Left resurgence must happen in electoral form

From Lenin’s Tomb in Britain. This is an unusual position for a hard Left Marxist blog to take, as Marxists often see working within the system as pointless.

There have been various calls for left unity in response to the credit crunch and ensuing recession, in recognition of the grave threat to working class livelihoods. But little of this has really materialised outside of the stop the war movement. Given that we can’t depend on initiatives such as the Prisme or Visteon occupations generalising, there needs to be a mediating factor to agitate, galvanise and channel radicalisation, and this must take an electoral form. We need to learn from the best experience from the continent – from Germany, France and Greece for example – to understand how to do this. But it has to happen.

Like many other Left websites including this one, Lenin’s Tomb is searching for ways to resusitate the mostly comatose Left. Let’s keep working at it.

  • Search as much as you want — it’s the doing that matters. The No2EU initiative looks like it may roll on to the next UK poll and this would be the best initiative in yonks there. So there’s something to be cheered about. And for the moment that project is free of the grubby hands of Lenin’s group the SWP.

    In fact Lenin here is talking b.s. as he has consciously ignored the aggregation that’s happening under his nose.

    If the UK or anywhere wants to learn from “the best experience from the continent … to understand how to do this: then the answer is straightforward: political will.

    In each instance it took the decision of already existing party formations to switch into regroupment/unity mode. In France, the LCR; and in Germany the PDS and the WASG — with the WASG being the most interesting dynamic being more radical than the PDS and more consciously committed to regroupment politics.

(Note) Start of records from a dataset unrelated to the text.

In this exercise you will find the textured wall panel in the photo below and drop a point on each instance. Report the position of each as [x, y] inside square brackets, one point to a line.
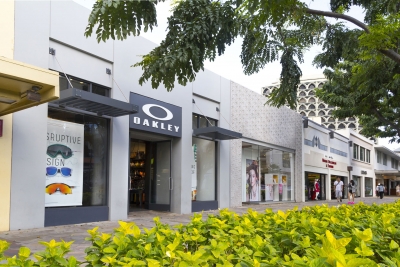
[281, 127]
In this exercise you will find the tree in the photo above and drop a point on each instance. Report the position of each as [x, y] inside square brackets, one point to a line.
[362, 65]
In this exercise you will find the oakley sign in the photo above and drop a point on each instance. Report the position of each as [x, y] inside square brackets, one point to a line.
[156, 116]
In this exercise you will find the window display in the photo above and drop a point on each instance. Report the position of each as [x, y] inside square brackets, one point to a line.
[203, 170]
[267, 174]
[77, 159]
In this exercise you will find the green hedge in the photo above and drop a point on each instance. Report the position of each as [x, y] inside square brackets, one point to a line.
[356, 235]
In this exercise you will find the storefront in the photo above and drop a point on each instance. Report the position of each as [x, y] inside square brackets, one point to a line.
[110, 146]
[311, 187]
[325, 160]
[267, 174]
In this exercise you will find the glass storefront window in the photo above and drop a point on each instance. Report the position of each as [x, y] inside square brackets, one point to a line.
[96, 140]
[369, 187]
[267, 174]
[203, 170]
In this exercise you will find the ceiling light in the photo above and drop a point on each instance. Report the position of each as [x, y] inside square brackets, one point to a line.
[7, 100]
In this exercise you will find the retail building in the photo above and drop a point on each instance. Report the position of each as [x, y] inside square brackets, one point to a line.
[108, 146]
[326, 158]
[361, 161]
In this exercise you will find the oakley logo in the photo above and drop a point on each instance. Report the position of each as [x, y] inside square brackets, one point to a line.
[146, 109]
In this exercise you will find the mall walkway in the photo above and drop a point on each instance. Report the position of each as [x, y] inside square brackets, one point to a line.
[77, 232]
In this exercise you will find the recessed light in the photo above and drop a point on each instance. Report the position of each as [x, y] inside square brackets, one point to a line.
[7, 100]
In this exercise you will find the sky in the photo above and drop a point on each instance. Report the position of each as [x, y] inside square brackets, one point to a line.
[229, 66]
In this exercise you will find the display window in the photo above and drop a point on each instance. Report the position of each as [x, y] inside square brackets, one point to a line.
[267, 174]
[315, 188]
[203, 170]
[369, 187]
[77, 159]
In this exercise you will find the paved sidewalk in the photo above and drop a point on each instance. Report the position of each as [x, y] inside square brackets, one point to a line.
[77, 232]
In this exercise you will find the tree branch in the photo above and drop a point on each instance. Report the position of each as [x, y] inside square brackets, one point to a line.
[338, 16]
[384, 120]
[388, 53]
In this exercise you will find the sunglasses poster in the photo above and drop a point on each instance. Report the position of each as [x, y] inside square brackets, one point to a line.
[64, 164]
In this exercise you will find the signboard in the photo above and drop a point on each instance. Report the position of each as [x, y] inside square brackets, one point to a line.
[64, 164]
[156, 116]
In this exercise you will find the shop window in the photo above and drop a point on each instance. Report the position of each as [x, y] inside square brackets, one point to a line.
[266, 174]
[203, 170]
[369, 187]
[378, 156]
[83, 85]
[395, 164]
[95, 155]
[362, 154]
[355, 151]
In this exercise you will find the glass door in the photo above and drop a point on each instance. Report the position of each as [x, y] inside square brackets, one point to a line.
[160, 176]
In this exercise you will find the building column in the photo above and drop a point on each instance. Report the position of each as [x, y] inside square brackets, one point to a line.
[5, 172]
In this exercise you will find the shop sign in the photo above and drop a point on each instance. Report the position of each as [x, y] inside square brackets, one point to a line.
[329, 163]
[64, 164]
[156, 116]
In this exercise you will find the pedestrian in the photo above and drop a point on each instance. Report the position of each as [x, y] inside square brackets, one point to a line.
[381, 190]
[338, 189]
[352, 192]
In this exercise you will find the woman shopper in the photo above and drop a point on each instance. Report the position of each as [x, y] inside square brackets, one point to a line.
[352, 192]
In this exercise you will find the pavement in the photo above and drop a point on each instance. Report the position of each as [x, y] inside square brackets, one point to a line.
[144, 219]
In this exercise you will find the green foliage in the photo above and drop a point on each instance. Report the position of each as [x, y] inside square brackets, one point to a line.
[351, 236]
[54, 255]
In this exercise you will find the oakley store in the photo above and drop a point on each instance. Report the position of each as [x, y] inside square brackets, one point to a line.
[108, 147]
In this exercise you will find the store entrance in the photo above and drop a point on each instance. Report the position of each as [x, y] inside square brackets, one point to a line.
[150, 181]
[310, 185]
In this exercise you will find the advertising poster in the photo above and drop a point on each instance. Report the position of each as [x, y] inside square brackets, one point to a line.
[252, 181]
[64, 164]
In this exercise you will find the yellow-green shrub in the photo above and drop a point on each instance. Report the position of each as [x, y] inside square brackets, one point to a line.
[359, 235]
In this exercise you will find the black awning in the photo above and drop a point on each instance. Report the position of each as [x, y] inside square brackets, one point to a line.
[217, 133]
[101, 105]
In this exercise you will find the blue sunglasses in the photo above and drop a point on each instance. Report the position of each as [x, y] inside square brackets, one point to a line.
[52, 171]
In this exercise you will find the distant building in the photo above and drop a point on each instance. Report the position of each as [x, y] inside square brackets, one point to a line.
[310, 106]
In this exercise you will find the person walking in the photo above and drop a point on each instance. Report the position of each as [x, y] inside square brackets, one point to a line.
[338, 189]
[381, 190]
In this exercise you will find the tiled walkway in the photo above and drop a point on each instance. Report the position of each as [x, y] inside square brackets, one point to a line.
[78, 232]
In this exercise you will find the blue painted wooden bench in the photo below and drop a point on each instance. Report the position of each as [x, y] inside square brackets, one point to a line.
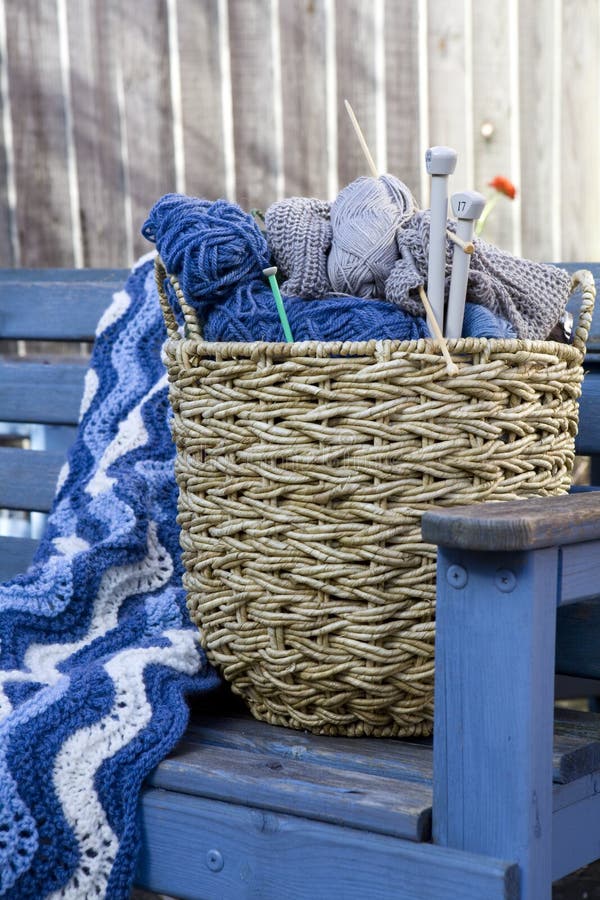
[505, 801]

    The SWP won’t be doing that in a hurry in the UK but the Socialist Party and others seem to be in motion (touch wood). But it would be a mistake to presume that the sectarian driven English far left is a benchmark for this issue. Unfortunately both the SP and the SWP run toy internationals where each local franchise follows suit and the political roots of the SWP still has sway over the outlook of the US ISO — although, but not reported here in Polizeros, I have monitored the ISO begin to move on this issue esp in its ongoing relationship with such figures as Peter Camejo and tendencies in the GP. The complication in the US is that your electoral system is so undemocratic it is hard to forge advancement by dint of electoral means alone esp while the Green Party still occupies a position on (or ‘in’) the Dem’s left flank

    • Hmm, whenever a leftie does something that doesn’t fit your dogma, you generally say something like “it’s the doing that matters.” As if no one else is doing anything. As if thought and planning isn’t important. As if loose coalitions can’t have people with differing views in them. As if UK lefties have no political will.

    • DJ

      I can’t say I’ve ever been to a truly democratic country, so I’ve never seen electoral success from any grassroots movement. I do agree with Dave that “it’s the doing that matters,” and there’s precious little “doing” in the U.S.– except, as Bob has noted more than once, on the Right (and to a lesser extent on the Religious Left).

      There’s much we can learn from grassroots movements in India, Thailand, Sri Lanka, Nepal, and other nations in which the “democratic” process is at least equally inaccessible as here. The most important thing is that presenting a preconceived solution is likely to fail. The brilliance of the original Sarvodaya campaign in 1958 was that it asked the poorest of the poor what they envisioned for themselves. The goal of that approach is to empower communities in forums that allow them to express and implement those solutions. In many countries (probably including this one), that means working outside the electoral system.

      That approach is no longer obscure; it’s been adopted by international development agencies and by corporate quality enhancement programs. It’s used by the United Nations and by HAACP analysts. And in all those varying arenas, it works. Yet even the founders of this country didn’t trust the people to govern themselves.

      If we believe that the People have the solution, then we must trust the People to come up with that solution. If we don’t believe the People have the solution, then whatever our political stripe we’re just dictators intent on imposing our will.